I looked out and quickly saw one Red Fox sitting quietly at the edge of a bush adjacent to the parking area of one of the houses diagonally opposite my flat. I then quickly saw another emerge from under one of the cars parked in the same area and this was the individual that was vocalising.
I watched both of them for about 5 minutes before the vocalising one ran off down Czarina Rise towards Basildon Road and the other one trotted off more calmly in the opposite direction before disappearing up the grassy track in to the wooded area.

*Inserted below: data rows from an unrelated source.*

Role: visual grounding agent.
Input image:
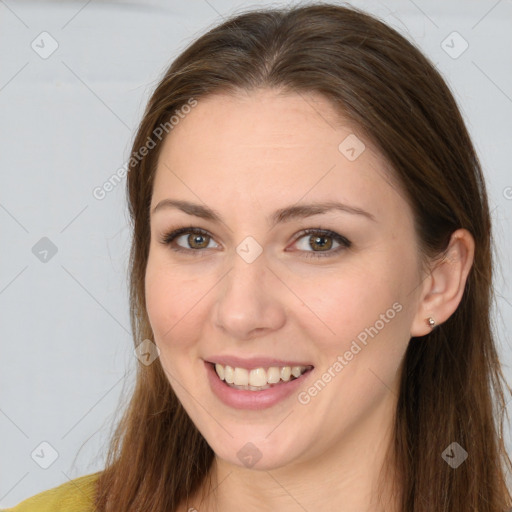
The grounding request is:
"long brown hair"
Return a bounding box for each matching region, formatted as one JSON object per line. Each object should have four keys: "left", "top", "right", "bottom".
{"left": 93, "top": 3, "right": 512, "bottom": 510}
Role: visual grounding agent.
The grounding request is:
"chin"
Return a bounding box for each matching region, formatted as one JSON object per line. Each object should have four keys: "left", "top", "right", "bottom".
{"left": 215, "top": 440, "right": 300, "bottom": 471}
{"left": 199, "top": 422, "right": 309, "bottom": 471}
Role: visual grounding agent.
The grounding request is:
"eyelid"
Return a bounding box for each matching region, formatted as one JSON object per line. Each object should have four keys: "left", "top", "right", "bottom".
{"left": 288, "top": 228, "right": 351, "bottom": 258}
{"left": 159, "top": 226, "right": 221, "bottom": 253}
{"left": 159, "top": 226, "right": 351, "bottom": 258}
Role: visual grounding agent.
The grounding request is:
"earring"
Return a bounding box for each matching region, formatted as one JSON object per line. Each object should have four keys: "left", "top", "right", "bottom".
{"left": 427, "top": 317, "right": 436, "bottom": 328}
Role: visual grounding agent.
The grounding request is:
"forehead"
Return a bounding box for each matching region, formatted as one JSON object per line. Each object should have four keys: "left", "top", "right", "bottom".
{"left": 161, "top": 88, "right": 358, "bottom": 156}
{"left": 152, "top": 89, "right": 405, "bottom": 221}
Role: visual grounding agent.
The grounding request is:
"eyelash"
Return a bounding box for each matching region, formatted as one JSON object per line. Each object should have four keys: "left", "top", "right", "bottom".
{"left": 158, "top": 226, "right": 352, "bottom": 259}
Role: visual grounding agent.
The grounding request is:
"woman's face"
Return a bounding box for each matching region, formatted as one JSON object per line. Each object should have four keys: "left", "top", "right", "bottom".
{"left": 145, "top": 88, "right": 425, "bottom": 470}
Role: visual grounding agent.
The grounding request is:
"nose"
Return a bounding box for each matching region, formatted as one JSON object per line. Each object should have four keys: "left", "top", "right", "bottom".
{"left": 213, "top": 251, "right": 287, "bottom": 340}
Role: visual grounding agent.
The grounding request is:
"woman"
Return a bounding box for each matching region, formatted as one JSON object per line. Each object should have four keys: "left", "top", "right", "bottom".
{"left": 6, "top": 2, "right": 511, "bottom": 511}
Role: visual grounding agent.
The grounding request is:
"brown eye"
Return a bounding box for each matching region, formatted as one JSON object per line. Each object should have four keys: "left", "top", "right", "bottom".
{"left": 186, "top": 232, "right": 210, "bottom": 249}
{"left": 291, "top": 229, "right": 351, "bottom": 259}
{"left": 308, "top": 234, "right": 333, "bottom": 251}
{"left": 160, "top": 227, "right": 219, "bottom": 255}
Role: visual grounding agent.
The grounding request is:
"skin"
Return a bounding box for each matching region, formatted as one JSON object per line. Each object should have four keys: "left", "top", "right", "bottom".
{"left": 145, "top": 88, "right": 475, "bottom": 511}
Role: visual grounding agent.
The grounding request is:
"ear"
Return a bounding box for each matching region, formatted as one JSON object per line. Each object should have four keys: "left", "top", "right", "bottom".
{"left": 410, "top": 228, "right": 475, "bottom": 337}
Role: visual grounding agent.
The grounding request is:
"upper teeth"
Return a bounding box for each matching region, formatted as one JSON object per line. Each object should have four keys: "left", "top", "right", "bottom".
{"left": 214, "top": 363, "right": 311, "bottom": 387}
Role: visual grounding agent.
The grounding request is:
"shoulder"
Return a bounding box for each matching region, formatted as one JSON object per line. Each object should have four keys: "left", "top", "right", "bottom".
{"left": 1, "top": 472, "right": 102, "bottom": 512}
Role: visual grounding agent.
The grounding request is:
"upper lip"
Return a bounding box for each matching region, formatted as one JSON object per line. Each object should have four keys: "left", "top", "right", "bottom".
{"left": 204, "top": 355, "right": 314, "bottom": 370}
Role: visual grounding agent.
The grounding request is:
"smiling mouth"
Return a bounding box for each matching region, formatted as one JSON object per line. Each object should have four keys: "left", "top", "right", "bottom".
{"left": 209, "top": 362, "right": 314, "bottom": 391}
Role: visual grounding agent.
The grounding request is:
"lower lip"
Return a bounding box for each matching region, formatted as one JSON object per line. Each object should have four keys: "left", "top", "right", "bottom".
{"left": 205, "top": 361, "right": 314, "bottom": 410}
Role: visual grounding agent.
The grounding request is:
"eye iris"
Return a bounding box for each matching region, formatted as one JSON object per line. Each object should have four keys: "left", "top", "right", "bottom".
{"left": 310, "top": 234, "right": 332, "bottom": 251}
{"left": 188, "top": 233, "right": 209, "bottom": 249}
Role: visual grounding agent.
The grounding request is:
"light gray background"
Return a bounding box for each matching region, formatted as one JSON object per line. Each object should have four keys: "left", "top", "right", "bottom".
{"left": 1, "top": 0, "right": 511, "bottom": 507}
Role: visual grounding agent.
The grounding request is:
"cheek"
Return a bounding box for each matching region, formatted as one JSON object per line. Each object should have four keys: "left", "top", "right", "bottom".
{"left": 144, "top": 258, "right": 210, "bottom": 349}
{"left": 294, "top": 273, "right": 408, "bottom": 423}
{"left": 144, "top": 262, "right": 211, "bottom": 396}
{"left": 291, "top": 261, "right": 412, "bottom": 392}
{"left": 293, "top": 264, "right": 400, "bottom": 337}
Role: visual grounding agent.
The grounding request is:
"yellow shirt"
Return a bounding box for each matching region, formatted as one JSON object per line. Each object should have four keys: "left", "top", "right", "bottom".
{"left": 1, "top": 472, "right": 101, "bottom": 512}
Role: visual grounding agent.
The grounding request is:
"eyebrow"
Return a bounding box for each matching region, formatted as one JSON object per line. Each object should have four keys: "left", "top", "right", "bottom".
{"left": 151, "top": 199, "right": 376, "bottom": 227}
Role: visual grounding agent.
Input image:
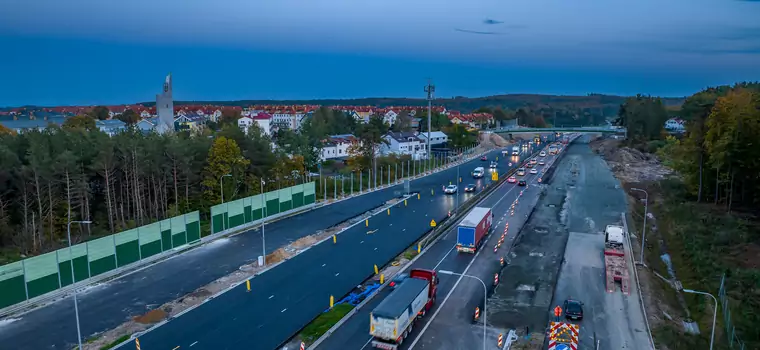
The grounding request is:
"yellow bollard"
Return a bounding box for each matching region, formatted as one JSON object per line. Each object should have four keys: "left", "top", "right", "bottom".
{"left": 418, "top": 243, "right": 421, "bottom": 253}
{"left": 374, "top": 264, "right": 379, "bottom": 274}
{"left": 460, "top": 177, "right": 462, "bottom": 183}
{"left": 449, "top": 181, "right": 452, "bottom": 185}
{"left": 333, "top": 235, "right": 337, "bottom": 244}
{"left": 380, "top": 274, "right": 385, "bottom": 284}
{"left": 404, "top": 199, "right": 407, "bottom": 206}
{"left": 330, "top": 295, "right": 334, "bottom": 308}
{"left": 387, "top": 208, "right": 390, "bottom": 215}
{"left": 365, "top": 219, "right": 369, "bottom": 227}
{"left": 246, "top": 280, "right": 251, "bottom": 292}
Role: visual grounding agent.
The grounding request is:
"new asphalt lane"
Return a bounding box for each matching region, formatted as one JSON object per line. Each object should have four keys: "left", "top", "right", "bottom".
{"left": 116, "top": 142, "right": 549, "bottom": 350}
{"left": 0, "top": 147, "right": 517, "bottom": 350}
{"left": 314, "top": 148, "right": 560, "bottom": 350}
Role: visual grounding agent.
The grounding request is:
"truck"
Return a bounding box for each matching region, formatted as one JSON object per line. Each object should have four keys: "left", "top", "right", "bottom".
{"left": 604, "top": 225, "right": 630, "bottom": 295}
{"left": 548, "top": 145, "right": 558, "bottom": 155}
{"left": 456, "top": 207, "right": 493, "bottom": 253}
{"left": 370, "top": 269, "right": 439, "bottom": 349}
{"left": 511, "top": 145, "right": 520, "bottom": 155}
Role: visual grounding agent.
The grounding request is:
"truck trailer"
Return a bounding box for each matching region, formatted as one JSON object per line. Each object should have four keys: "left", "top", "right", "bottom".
{"left": 604, "top": 225, "right": 630, "bottom": 295}
{"left": 456, "top": 207, "right": 493, "bottom": 253}
{"left": 370, "top": 269, "right": 438, "bottom": 349}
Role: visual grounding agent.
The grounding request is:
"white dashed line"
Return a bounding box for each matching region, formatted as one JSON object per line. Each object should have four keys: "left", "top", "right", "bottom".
{"left": 322, "top": 263, "right": 326, "bottom": 267}
{"left": 190, "top": 341, "right": 198, "bottom": 347}
{"left": 281, "top": 308, "right": 287, "bottom": 313}
{"left": 335, "top": 273, "right": 340, "bottom": 276}
{"left": 269, "top": 295, "right": 274, "bottom": 299}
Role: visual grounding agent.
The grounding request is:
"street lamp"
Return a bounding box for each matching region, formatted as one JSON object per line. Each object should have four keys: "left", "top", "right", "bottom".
{"left": 67, "top": 220, "right": 92, "bottom": 350}
{"left": 682, "top": 289, "right": 717, "bottom": 350}
{"left": 630, "top": 187, "right": 649, "bottom": 264}
{"left": 260, "top": 179, "right": 267, "bottom": 267}
{"left": 219, "top": 174, "right": 232, "bottom": 203}
{"left": 438, "top": 270, "right": 487, "bottom": 350}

Judging by their size, both these Red Foxes were cubs but I have no idea if they are from the family that I have been watching up near St. Nicholas Church. Those cubs are now ranging quite a distance from my regular Red Fox watching location but do they range as far as where I live? Maybe I go to see them and they have come to see me 😀.
In 1963, the German ethologist Gunter Tembrock documented 28 different types of Red Fox call with an audible range of 100Hz to 5000Hz. These included different calls for greeting, submission, alarms, contact, etc.
More recently, in a 1993 paper to the journal Bioacoustics, Nick Newton-Fisher and his colleagues provided an analysis of Red Fox vocalisations based on 585 recordings. Using these recordings and their observations of Red Fox vocal behaviour in the field, Newton-Fisher and his team were able to identify 20 different types of call, 8 of which are used exclusively by cubs.
Subsequently, in an article in the February 2004 issue of BBC Wildlife Magazine, Stephen Harris wrote that Red Foxes make “more than 20 different call types”, calling throughout the year but being most vocal in winter.
The vocalisation that I heard, and which I have also heard at the Red Fox watching location, is known as “gekkering”. This is a series of stuttering, rattling and throaty vocalisations used when Red Foxes encounter a rival. It is heard amongst adults in aggressive encounters (of which there are many since Red Foxes are highly territorial) and especially during the courting season from rival males or vixens rejecting advances.
However, “gekkering” is also heard amongst young Red Fox cubs playing or play-fighting.
The term “gekkering” was described by the Scottish zoologist and conservationist David Macdonald in the 1970s who said in 2014 of "gekkering": "I believe it comes from the German word gekkern, and I adapted it, and it is probably onomatopoeic".